In this approach, the first level of hierarchy is decided by either the word limit or by reaching the end of the document. This means we can have any number of starting summaries for any document. The only parameter to adjust here is how large a chunk we want to summarize.
For example, if we wanted to use 20 pages per starting summary, and if we approximately use 3/4 of a token per word, we can use the following calculation:
pages = 20
words_per_page = 500
tokens_per_word = 4/3 // approximation for OpenAI models
token_in_20_pages = 20 * 500 * 4/3 ~= 13333 tokens
One thing to keep note of here is to check the size of the last chunk and redistribute data to it if it's below a specific limit. This is because, in edge cases, we could end up with something like 10,000 words per summary for the first few chunks and only 300 words for the summary of the last chunk of the document.
Overall, while this approach may slow down the narrowing of the hierarchy, it offers much more versatility and should provide a more consistent summary size across different documents.
When creating a hierarchy, we should be aware of the combinatorial explosion. Making our data too granular could do more harm than good. It's good to keep the average size of hierarchy elements in mind when deciding how many levels we want.
As mentioned earlier, most of the time, having just one level is sufficient. Even if the document structure supports another level, we should be cautious about whether to include it.
If we are in a situation where we must support a larger number of levels, there are still ways to control the explosion. One solution is that instead of retrieving the k most relevant entries, we retrieve only what is relevant. We can do this by introducing a relevancy cutoff where entries below a certain similarity threshold won't be retrieved even if they are in the "top 5 most relevant".
If even that solution isn't enough and you are still left with too many chunks, you can use a reranker. A reranker is a model that can calculate the relevancy of chunks more accurately than a usual similarity search can, with the tradeoff being that it's much slower. However, when working with a smaller set of retrieved chunks instead of millions of chunks in the database there is no significant slowdown.
Hierarchical index retrieval presents an effective solution for the scalability challenge of ever-increasing data volumes. Its biggest strength lies in the progressive narrowing of the relevant data.
We should take our data and domain into account before building a hierarchy. Knowing the answer to questions such as "Do we work with structured or unstructured data?" gives us a huge advantage. It's important to balance the number of hierarchy levels to prevent unnecessary over-complication and inefficiency.
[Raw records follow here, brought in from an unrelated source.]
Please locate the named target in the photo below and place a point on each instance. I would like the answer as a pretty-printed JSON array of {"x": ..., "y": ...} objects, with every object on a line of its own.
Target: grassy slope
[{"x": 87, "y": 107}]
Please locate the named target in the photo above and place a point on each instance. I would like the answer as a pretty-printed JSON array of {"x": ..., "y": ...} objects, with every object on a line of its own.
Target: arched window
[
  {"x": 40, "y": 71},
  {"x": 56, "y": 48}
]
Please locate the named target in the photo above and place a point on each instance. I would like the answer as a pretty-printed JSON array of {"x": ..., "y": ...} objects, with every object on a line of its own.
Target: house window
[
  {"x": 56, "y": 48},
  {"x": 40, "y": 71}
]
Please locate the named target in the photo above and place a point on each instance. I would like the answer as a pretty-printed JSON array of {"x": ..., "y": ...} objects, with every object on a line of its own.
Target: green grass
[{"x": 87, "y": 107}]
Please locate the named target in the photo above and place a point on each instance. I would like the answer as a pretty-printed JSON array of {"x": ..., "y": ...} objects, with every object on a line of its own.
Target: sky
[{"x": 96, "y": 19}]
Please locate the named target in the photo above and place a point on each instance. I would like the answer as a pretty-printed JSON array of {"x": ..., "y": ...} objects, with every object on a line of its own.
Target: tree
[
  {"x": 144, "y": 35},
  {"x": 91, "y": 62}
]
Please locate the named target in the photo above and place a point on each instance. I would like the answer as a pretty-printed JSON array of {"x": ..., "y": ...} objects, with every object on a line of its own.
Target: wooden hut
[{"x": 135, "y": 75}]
The use of metadata and AI models for summarization is essential for successful implementation. However, we should be careful not to introduce any bottlenecks by overcomplexion or careless summarization. Especially since with time, our solutions tend to become even more complex.
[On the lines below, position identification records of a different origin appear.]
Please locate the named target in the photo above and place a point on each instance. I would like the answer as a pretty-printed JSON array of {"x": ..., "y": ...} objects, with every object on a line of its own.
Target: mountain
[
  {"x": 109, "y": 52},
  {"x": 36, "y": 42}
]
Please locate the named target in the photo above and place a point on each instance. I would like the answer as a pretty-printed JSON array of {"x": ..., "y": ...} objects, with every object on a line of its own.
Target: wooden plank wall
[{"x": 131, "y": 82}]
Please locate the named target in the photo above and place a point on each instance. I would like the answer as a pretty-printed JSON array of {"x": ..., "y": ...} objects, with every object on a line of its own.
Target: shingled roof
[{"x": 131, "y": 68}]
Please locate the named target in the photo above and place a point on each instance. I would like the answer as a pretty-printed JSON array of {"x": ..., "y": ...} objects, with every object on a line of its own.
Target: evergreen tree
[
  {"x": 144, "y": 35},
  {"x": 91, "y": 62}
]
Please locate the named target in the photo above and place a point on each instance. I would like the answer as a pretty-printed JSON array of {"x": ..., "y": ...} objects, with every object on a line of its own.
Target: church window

In the face of growing data volumes, hierarchical index retrieval stands as a robust strategy to improve data accuracy and scalability. This strategy, which organizes data into a hierarchy and progressively narrows down to the most relevant data, is versatile and adaptable to various use cases, from structured to unstructured data.
Key to implementing this strategy is the use of summaries and metadata to navigate large chunks of data, and the use of AI models for automated summarization. However, we should be wary of keeping the balance of hierarchy levels to avoid complexity and inefficiency.
Potential bottlenecks, such as the speed of API calls for summarization, need to be considered and mitigated. The combinatorial explosion problem further highlights the need for careful hierarchy design and the possible use of relevancy cutoffs or rerankers.
While the hierarchical index is a good introduction to leveraging LLMs to improve RAG performance, it's just the tip of the LLM iceberg. More on how to use LLMs will be discussed in the following article about augmenting user queries and chunks themselves.